Pitching to President Obama: What 3 tech startups tried at White House Demo Day - garciahiphell
American capital — In a typical Demo Day for inexperient companies, teams deliver to prospective investors. Merely this was not typical. At the EXEC recently, budding startups had a diverse chance—pitching to the President of the United States.
As part of the Startup America initiative to raise entrepreneurial endeavors, Chairperson Barack Obama hosted more than 30 startups at the first-e'er White House Demo Day, including a language-learning mobile app, a smart teddy named Jerry, and a baby monitor that measures vital signs.
"If you are going to present to the president, you want it to be perfect," said Gina Gotthilf of Duolingo, a free language-learning transplantable app that was voted Apple's iPhone App of the Year in 2022.
Luis von Ahn, inventor of reCAPTCHAand co-founder of Duolingo, told the president that there are about 1.2 billion people in the world learning foreign languages in order to get a healthier job operating theatre to escape poverty. But traditional methods can be expensive.
"I decided to make an app that would teach languages entirely free," Ahn aforementioned. "And today it's the most popular way to learn languages in the entire world."
The app, which is designed to look like a game, capitalizes along the habit-forming quality of mobile gaming applications to teach users vocabulary, reading, authorship and tongued.
Obama joked that if he longed-for to "dapper up on his Spanish" he would download the app, but he's "non allowed" to have a smart speech sound right now.
"It was inspiring to see the prexy interested in improving language education in the United States of America," Gotthilf said.
At a nigh booth, Jerry the Bear, built by Sproutel, a keep company supported by Aaron Horowitz and Hannah Chung, offered another smart path to education, teaching kids all but general nutrition, exercise, sleep and mindfulness.
While conducting interviews of families with members who had Type 1 Diabetes, Horowitz and Chung noticed that the children were victimization stuffed animals to play doctor, making their own insulin pens and injecting their bears.

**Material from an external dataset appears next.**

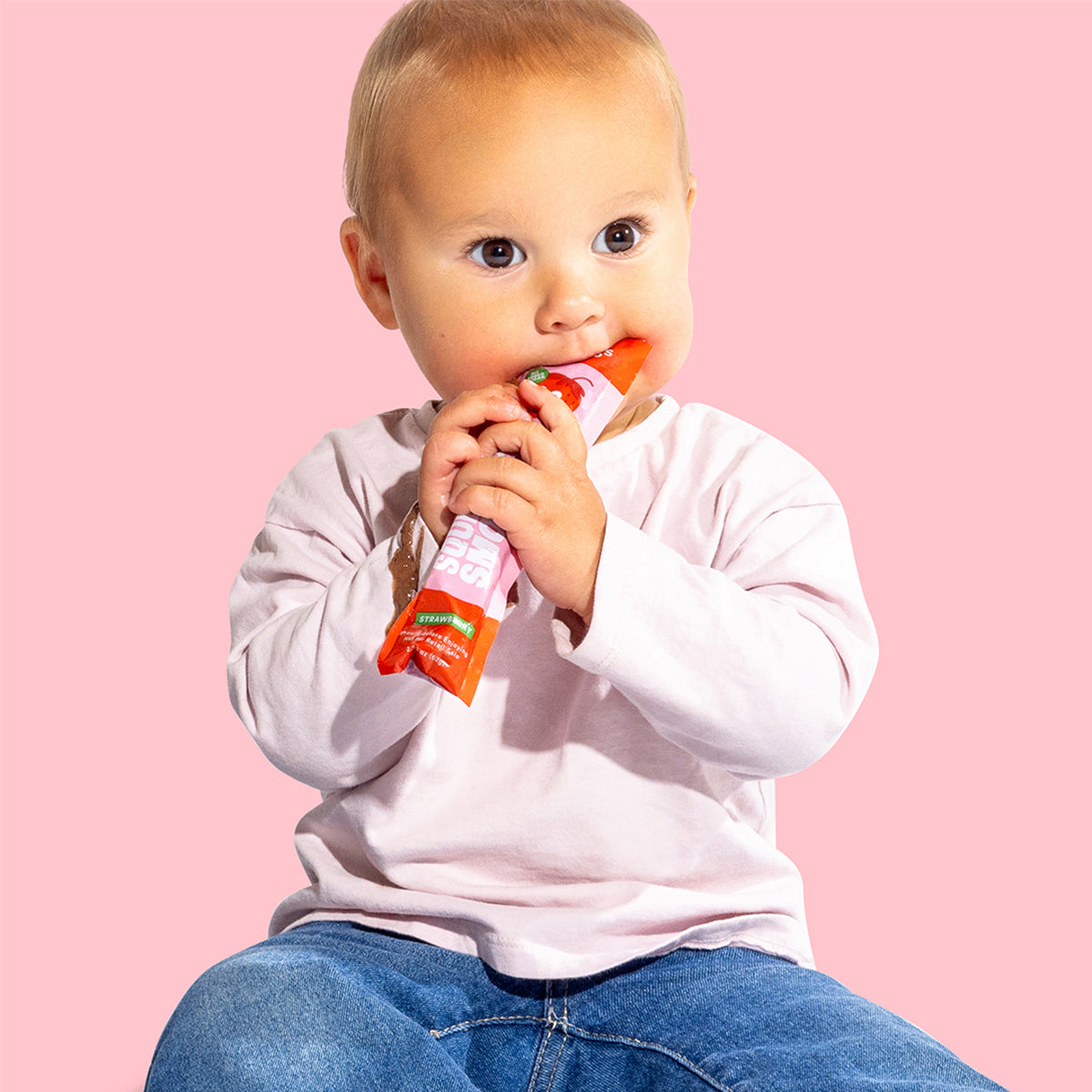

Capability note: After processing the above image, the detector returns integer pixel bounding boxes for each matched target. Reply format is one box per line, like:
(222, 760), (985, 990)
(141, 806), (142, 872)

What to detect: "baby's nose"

This led to the first iteration of Jerry, the ache teddy bear that speaks its symptoms, equivalent low blood glucose levels, and uses an LED CRT screen connected his paunch to reveal the information. Horowitz said his passion is "mechatronics," which involves artificial intelligence for robotics and substance abuser interaction design.

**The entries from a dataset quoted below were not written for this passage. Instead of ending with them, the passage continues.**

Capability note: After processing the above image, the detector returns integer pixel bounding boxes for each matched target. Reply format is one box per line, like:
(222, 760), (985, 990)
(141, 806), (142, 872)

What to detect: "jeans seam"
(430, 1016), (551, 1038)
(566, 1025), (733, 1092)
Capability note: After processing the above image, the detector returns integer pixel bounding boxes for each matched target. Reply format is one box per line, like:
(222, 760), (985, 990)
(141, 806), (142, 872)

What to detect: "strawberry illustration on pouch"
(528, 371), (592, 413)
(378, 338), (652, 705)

"The next loop of Jerry will focus connected general health and wellness, featuring add-ons for food allergies and asthma," Horowitz said. This version bequeath atomic number 4 Sir Thomas More affordable and is expected to launch in early September.

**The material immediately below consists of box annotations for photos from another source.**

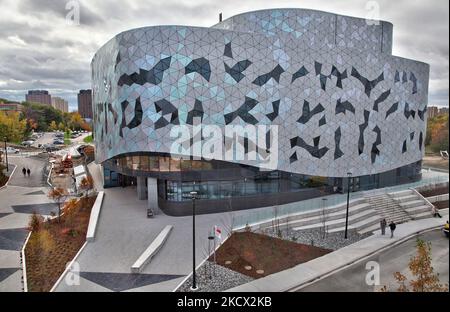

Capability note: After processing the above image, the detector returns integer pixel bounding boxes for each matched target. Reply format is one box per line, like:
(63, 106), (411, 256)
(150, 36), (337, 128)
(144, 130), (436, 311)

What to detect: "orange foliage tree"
(48, 187), (67, 222)
(384, 239), (448, 292)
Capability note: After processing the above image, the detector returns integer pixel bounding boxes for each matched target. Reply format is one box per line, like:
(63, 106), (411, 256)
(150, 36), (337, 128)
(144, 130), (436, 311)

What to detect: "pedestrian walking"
(433, 205), (442, 218)
(380, 218), (387, 235)
(389, 221), (397, 238)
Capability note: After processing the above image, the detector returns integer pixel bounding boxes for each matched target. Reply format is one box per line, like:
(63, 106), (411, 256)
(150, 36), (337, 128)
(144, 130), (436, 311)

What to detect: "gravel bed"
(265, 228), (372, 250)
(177, 261), (253, 292)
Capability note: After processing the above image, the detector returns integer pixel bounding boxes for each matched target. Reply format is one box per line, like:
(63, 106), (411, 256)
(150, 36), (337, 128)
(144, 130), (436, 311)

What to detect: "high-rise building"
(52, 96), (69, 113)
(78, 89), (92, 119)
(0, 101), (23, 114)
(25, 90), (52, 105)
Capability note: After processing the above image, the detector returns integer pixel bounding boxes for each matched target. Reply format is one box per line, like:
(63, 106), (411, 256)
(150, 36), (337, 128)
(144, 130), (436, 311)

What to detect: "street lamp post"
(190, 191), (198, 290)
(4, 137), (9, 172)
(344, 172), (352, 239)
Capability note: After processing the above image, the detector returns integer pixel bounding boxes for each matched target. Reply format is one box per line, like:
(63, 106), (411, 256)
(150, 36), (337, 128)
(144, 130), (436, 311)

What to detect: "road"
(300, 230), (449, 292)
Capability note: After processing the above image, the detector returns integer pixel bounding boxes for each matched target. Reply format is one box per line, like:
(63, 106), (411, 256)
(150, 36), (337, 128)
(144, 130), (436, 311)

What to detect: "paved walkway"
(300, 230), (449, 292)
(0, 156), (57, 292)
(228, 211), (448, 292)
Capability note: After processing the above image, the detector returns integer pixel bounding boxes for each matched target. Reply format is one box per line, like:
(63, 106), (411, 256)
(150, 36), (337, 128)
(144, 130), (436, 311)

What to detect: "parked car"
(43, 143), (58, 152)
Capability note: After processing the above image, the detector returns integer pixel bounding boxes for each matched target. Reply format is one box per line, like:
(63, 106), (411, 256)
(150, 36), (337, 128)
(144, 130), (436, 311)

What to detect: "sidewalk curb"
(282, 225), (441, 292)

The Cocoon Cam app running connected a laptop, where you can ascertain a camera disciplined connected the child's crib, for instance.
Cocoon Cam co-flop Shiva Nattamai had a different concern when his child was foaled. Nattami and his wife older stress when their infant was sleeping because they had no path of knowing if she was OK. Just a new intelligent video monitor allowed them to do retributory that.
It was the brainchild of Rubi Sanchez, the founder and CEO of Wearless Tech, Inc., and CTO Pavan Kumar, who co-formed the patent-pending resolution to Nattamai's problem victimization computer vision and cloud-settled data analytics.
"There are a circumstances of wearables that are trying to break into the industry, but we've found that parents aren't comfortable putting something on their mollycoddle," Michael Assa said.
This monitor uses a digital telecasting camera and non-invasive infrared radiation technology to track the baby's heart pace, respiration and skin temperature from a distance. Then, parents can stream video and health information straight to their phones.
In an interview afterward the issue, Sanchez said the next footprint for Cocoon Cam is obtaining FDA approval, which would allow the company to purpose its data to contribute to search on the health of new-sprung babies.